Who: Shane (closed, narrative) What: Getting the fuzzy back in the building - letter reading. Where: 601 When: The day before the group plot. Warnings: ...depressing? OH NO ONE IS SURPRISED.
After the other wolf had left, Shane stayed in the park for a day or two. He avoided contact with humans, ate what small prey he could find, and generally enjoyed the time on his own.
Shane had only ever been good with people on a cursory level. He could feign normalcy for them, enough to be forgotten and passed over. In Bellum, of course, all of that had fallen to the wayside. The carefully maintained facade was in shambles. He couldn't go back to the way things had been before, for reasons of doubt and guilt if nothing else.

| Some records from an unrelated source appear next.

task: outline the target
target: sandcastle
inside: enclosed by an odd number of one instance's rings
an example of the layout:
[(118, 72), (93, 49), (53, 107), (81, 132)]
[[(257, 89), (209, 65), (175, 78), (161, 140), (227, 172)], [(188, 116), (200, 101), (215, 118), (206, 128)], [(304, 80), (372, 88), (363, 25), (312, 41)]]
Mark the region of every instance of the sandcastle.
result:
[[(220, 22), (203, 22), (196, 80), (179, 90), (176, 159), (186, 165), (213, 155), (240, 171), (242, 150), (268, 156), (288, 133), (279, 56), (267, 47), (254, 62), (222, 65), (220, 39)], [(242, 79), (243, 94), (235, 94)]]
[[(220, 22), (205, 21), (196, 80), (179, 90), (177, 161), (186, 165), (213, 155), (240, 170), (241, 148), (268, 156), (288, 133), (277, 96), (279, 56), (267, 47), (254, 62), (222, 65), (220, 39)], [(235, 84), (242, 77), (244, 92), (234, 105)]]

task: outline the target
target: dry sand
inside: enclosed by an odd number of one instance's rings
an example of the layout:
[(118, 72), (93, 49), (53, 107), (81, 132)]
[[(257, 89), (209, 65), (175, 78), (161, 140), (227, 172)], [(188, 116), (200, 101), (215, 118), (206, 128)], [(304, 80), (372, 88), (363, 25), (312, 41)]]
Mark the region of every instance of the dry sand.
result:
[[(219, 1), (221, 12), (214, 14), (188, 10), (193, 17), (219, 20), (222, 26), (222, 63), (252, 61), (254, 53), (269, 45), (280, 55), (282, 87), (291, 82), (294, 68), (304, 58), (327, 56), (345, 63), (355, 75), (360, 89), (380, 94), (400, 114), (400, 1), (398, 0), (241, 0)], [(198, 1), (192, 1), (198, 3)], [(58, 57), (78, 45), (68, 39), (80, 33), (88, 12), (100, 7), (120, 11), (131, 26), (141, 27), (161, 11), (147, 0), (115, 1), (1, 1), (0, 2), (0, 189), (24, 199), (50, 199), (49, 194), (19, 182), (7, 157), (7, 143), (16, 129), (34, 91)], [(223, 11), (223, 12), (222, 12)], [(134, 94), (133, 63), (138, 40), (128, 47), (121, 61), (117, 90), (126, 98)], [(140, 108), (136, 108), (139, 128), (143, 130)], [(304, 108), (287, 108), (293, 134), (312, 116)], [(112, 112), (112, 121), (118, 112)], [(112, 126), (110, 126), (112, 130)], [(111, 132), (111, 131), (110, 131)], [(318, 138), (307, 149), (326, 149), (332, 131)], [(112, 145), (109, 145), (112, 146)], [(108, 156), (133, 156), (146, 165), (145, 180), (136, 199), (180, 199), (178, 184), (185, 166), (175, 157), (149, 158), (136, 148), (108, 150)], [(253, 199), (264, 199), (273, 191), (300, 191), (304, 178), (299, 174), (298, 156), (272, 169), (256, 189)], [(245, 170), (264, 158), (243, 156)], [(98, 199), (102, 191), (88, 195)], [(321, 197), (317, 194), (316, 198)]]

So if he did decide to go back - and this was an if that had come only after spending weeks inside human society but outside it, with strange women in dreams and wolves that made him feel more part of something than most humans did - what waited for him there? Not Boyd. He would have to stay as far away from her as possible while still living in the same building, and go out of his way to avoid her activity on the boards, but he might be able to manage it. Just moving out was a nerve-wracking possibility - what if he moved out and being a wolf was no longer an option? Then he'd be totally alone with no way out. Not a future he wanted to contemplate for too long.
There was peace in this kind of an existence, even if it was selfish. He could be on his own, eat and sleep, not have to talk to people or pretend anything. For the first time in years, there was a respite from the burning anger and desire to destroy, mitigated by focusing on survival and pulling prey apart from his teeth. But it accomplished nothing. He survived, but he made no mark. Helped no one.
On the third day, he began making his way back into the city, following the path that Lone had led. The whole way, he kept one thing in mind - if he went back and it was the same as before, he could always go right back out to the wilderness again, and never come back. Trying one more time couldn't hurt.
Well, it could, but not a hurt that couldn't be fixed.
By the time he reached the building again, he was already tired, and seeing it come into view left him with a determined kind of dread. It was surprisingly easy to nose his way back into the building and make his way up to the sixth floor - not so easy to get into his apartment. The halls were deserted, however, and a little scrabbling at the doorknob found that it opened with ease.
The place looked exactly as it had when he'd left it, and not for the first time he wondered about Seamus, who had taken her in. He'd have to go find her in a short while.
Changing back hurt - it hurt a lot. He didn't know if it was because he'd spent so long as a wolf or because he had to push himself to do it, but by the time he was done he'd gone from drained to exhausted. It took him a while to motivate himself up off the floor and into some clothes, and then he went back into the living room. It was only now that he realized how hungry he was. Wolves could last a lot longer without food that humans could, and part of his fresh fatigue was from a lack of nutrition.
He hesitated at the letter, then picked it up.
He had been hoping that it wouldn't be from Boyd. He had been hoping that it had been from anyone else, since seeing her script ignited a fresh pain in his chest. Had she heard about where he'd gone?
Then he read the first sentence, and sat down on the couch. Then he read the rest.
It was old news, some of it. I hurt you, you hurt me, and then we do it all over again. So she was leaving, had left - how long ago? To try to prevent anything else from happening, to save herself and everyone else from hurt.
In my head and in my heart you’re mine, no matter what’s happened. He stopped reading, briefly, swallowed. He'd thought he could come back and she would still be there. Stupid thought. That he could just live in the building and pretend it didn't bother him if she ran off with someone else. But she was right. If he couldn't be with her, the thought of her with someone else was even worse, and that was selfish - she'd admitted as much herself.
I forgive you.
Did she mean that? Was it just said to placate him? No, this letter was honest, things she had wanted to say before disappearing out of his life forever. Forever. He was never going to see her again.
He felt the tugging urge to be a wolf again, to just go. Why did he bother with this? Why did he try to be human when he knew he wasn't any good at it? All there was waiting for him here was human pain, the kind he couldn't get away from. He should have known that from the start.
But he didn't leave. He folded the letter and left it on the dresser, and then fell into bed. If he was going to find tears, now was the time. First time in twenty years. Surely, the occasion was worth it.
Nothing. He fell asleep and dreamed of red hair and soft skin and a sweet smile he would never see again.